Хвоста не было. Они пробежали уже, наверное, тысячу поворотов, и за каждым из них надежда таяла, скорость снижалась, лица чумазились от пыли и пота. Олег повязал на голову галстук на манер косынки и жадно облизывал пересохшие грязные губы.
— Ну, где они? Ты уверен, что мы по той дороге пошли? — Олег остановился, сорвал пучок травинок и присосался к их тонким сочащимся влагой стебелькам. — Дай сюда! — он вырвал у Мити чемодан, бросил его на обочину плашмя и уселся сверху, почти проломив картонные стенки. — Майн кампф перегрелась.

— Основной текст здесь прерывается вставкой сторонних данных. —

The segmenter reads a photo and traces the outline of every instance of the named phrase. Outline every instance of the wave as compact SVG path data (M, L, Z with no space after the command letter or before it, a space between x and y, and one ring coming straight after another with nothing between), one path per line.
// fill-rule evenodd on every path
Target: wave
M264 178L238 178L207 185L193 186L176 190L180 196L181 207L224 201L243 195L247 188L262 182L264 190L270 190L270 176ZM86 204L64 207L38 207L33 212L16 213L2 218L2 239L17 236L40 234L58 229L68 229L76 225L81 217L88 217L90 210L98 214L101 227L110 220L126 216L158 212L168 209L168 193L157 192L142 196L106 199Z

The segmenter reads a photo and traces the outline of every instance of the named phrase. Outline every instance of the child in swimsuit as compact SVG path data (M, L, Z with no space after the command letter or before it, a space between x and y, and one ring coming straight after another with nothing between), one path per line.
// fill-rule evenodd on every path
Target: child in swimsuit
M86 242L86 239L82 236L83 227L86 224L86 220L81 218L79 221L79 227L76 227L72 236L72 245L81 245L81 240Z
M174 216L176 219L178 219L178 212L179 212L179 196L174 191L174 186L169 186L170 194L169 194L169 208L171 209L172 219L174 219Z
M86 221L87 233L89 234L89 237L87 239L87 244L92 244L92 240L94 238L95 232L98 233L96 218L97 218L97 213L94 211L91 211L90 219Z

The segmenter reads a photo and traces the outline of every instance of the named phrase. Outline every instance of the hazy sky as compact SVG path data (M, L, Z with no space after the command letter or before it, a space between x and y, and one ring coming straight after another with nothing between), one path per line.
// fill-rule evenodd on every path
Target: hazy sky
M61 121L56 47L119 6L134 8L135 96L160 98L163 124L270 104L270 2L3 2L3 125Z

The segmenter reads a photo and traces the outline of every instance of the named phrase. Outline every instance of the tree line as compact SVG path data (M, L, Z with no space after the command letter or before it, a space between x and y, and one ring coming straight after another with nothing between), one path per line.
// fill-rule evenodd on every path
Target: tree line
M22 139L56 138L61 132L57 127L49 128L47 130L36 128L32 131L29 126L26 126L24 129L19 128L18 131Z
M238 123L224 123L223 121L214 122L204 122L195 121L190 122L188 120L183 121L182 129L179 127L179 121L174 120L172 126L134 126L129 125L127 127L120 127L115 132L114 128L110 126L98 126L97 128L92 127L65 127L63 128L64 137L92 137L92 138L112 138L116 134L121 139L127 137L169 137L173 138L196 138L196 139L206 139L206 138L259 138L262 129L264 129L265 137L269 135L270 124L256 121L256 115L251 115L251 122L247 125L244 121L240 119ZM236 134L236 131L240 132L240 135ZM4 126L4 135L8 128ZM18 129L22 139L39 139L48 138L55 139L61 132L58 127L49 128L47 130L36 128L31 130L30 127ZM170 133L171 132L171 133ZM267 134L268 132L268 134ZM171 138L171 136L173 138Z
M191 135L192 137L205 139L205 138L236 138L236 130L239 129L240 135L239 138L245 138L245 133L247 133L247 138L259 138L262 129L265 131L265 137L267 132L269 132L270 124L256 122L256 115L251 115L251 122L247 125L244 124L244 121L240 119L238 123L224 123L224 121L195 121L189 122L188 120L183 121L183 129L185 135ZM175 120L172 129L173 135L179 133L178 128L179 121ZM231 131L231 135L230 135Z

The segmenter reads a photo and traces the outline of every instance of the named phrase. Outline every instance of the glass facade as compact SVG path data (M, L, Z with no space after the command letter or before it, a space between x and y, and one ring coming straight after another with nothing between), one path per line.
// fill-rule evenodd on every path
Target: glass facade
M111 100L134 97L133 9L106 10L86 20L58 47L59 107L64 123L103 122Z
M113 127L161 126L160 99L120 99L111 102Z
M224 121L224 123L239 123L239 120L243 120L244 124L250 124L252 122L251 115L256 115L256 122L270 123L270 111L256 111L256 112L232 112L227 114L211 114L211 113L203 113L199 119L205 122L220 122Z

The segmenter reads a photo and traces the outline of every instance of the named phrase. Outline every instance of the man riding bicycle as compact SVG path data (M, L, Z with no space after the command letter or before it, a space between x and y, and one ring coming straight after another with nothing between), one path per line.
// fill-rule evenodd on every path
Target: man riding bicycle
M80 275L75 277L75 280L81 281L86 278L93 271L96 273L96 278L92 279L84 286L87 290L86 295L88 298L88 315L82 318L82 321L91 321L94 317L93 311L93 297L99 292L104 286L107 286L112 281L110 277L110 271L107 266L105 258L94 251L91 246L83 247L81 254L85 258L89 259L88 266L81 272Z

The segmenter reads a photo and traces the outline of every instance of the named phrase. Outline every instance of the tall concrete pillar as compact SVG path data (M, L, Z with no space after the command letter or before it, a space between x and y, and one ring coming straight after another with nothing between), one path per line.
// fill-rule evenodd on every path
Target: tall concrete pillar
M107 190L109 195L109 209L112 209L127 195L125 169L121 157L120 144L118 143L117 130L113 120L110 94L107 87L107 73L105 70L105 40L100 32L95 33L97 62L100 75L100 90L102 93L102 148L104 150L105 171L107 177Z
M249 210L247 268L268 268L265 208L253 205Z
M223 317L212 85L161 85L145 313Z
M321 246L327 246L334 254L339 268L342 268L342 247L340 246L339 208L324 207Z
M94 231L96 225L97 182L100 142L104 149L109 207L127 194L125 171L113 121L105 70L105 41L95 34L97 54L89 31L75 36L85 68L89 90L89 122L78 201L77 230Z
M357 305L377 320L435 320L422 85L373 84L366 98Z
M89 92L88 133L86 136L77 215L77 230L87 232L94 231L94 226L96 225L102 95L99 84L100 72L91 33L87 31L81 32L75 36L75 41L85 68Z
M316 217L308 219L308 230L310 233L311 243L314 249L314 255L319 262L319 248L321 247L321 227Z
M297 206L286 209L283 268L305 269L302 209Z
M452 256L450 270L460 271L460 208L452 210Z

— Майн копф, — машинально поправил Митя.
Солнце стояло точно в зените и немилосердно палило. Митя огляделся по сторонам и подобрал с дороги какую-то тряпку. Отряхнув с нее пыль, он обнаружил, что это вполне сносная панамка, и натянул ее на макушку, ощутив на короткое мгновение прохладное блаженство тени.
— Дай сюда! — снова потянулся к Мите Олег и сдернул панамку. Но не для того, чтобы надеть. Он вывернул ее наизнанку и осмотрел изнутри: — Ну, точно, это Витьки из второго. Витька мне булку должен. Так что эта дер каппе — правильно? — будет теперь моей. — И он стянул с головы галстук и заменил его панамой.
— Ди. Ди каппе.
— Ага, яволь. — Олег сложил галстук и сунул в карман шортов. Немного подумал и вытащил его обратно. Скомкал, сжал в кулаке, посмотрел на Митю и засунул кулак обратно в карман.
— Я пойду по-маленькому. — Олег прыгнул через канаву и протолкнулся сквозь кусты развесистой пыльной ивы.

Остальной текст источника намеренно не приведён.